Analysis of the Influence of Dynamic Load on the Work Parameters of a Powered Roof Support’s Hydraulic Leg

• Published in: Sustainability Vol. 11; no. 9; p. 2570
• Main Authors: Szurgacz, Dawid, Brodny, Jarosław
• Format: Journal Article
• Language: English
• Published: Basel MDPI AG 03.05.2019
• Subjects: cameras; coal; Coal mining; deformation; dynamic load; energy; Exploitation; hydraulic systems; Hydraulics; information sources; legs; Load; mining; philosophy; research methods; Standardization; Sustainability; sustainable development; time series analysis; Poland; United States > US; Austria
• ISSN: 2071-1050; 2071-1050
• DOI: 10.3390/su11092570

One of the basic tasks of powered roof support is to protect the longwall excavation against deformation of the rock mass during the underground exploitation of hard coal. The behavior of the rock mass during mining is difficult to predict. Therefore, the loads acting on the support are diverse in terms of nature, direction and force. The dynamic load resulting from rock bursts, relaxation and tremors may lead to particularly dangerous consequences involving the functionality of the workings and the safety of the crew.
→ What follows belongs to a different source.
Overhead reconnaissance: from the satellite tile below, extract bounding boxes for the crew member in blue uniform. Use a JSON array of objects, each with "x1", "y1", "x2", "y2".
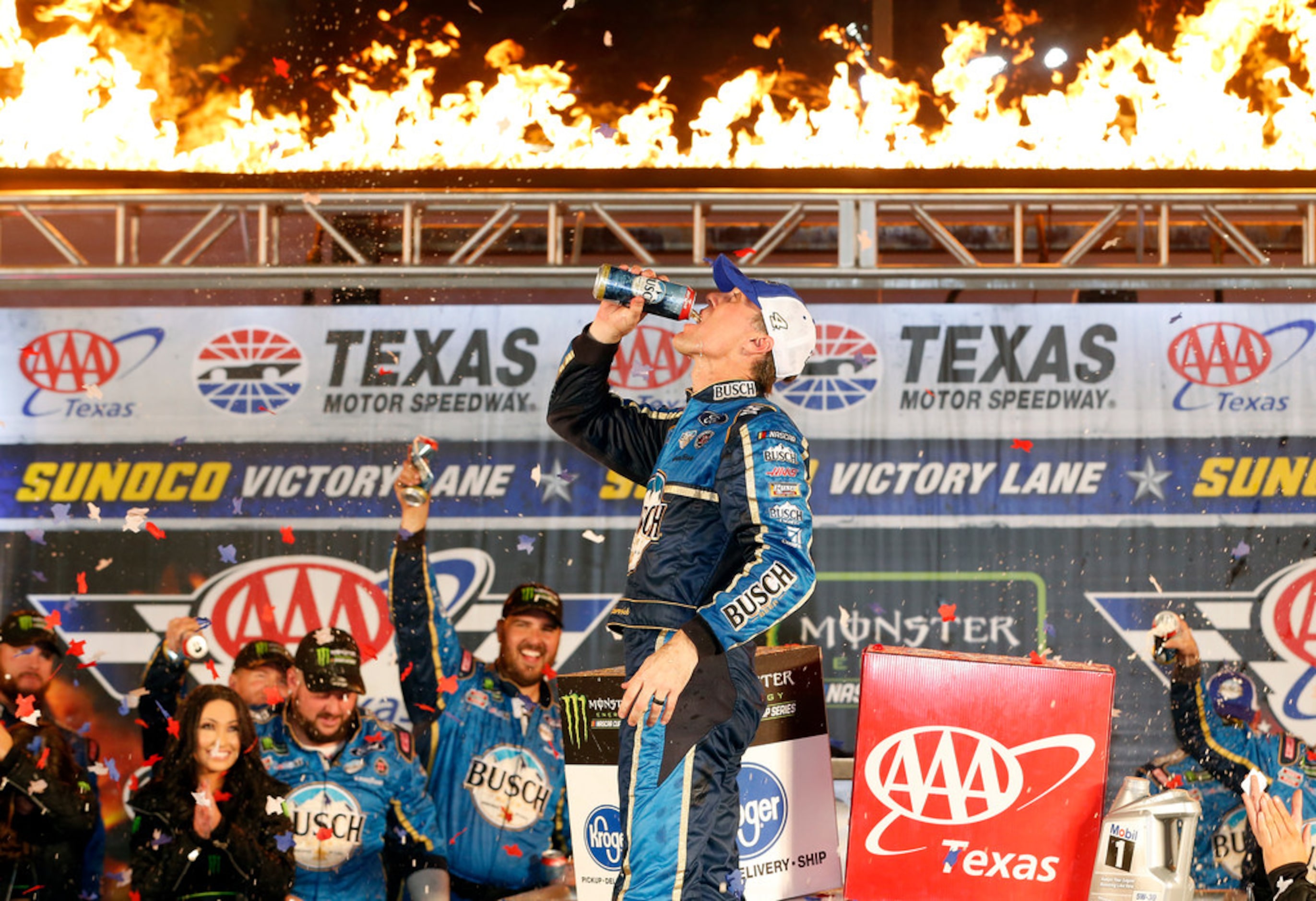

The powered roof support will function properly only if the elements dynamically loaded are under control at the moment of impact. The article presents the results of tests of the basic powered roof support’s element − a hydraulic leg impacted by dynamic load. The source of the load was a free falling impact mass dropped from a certain height. The tests covered the actual hydraulic leg with all hydraulic equipment used in the powered roof support. During the tests, the original measurement-recording system developed by the authors was used, in which, among others, a high-speed dynamic camera was used to record movements of the leg’s elements. The original research methodology developed together with the measurement system enabled the registration of many parameters of the leg’s work under dynamic load. In particular, this applies to time series of pressure in the leg and the value of its withdrawal depending on the energy of the impact. The individual phases of the leg’s work were also registered, including the opening and closing of the safety valve protecting the leg against overloading. The obtained results broaden knowledge in the field of hydraulic legs used in the mining support under dynamic load. At the same time, they are a valuable source of information for mine maintenance services and should be applied to the design process, selection and operation of a powered roof support in dynamic conditions. The subject of the article fits in with the philosophy of sustainable development, especially in the field of full use of options of the support and ensuring safe and environmentally friendly mining processes.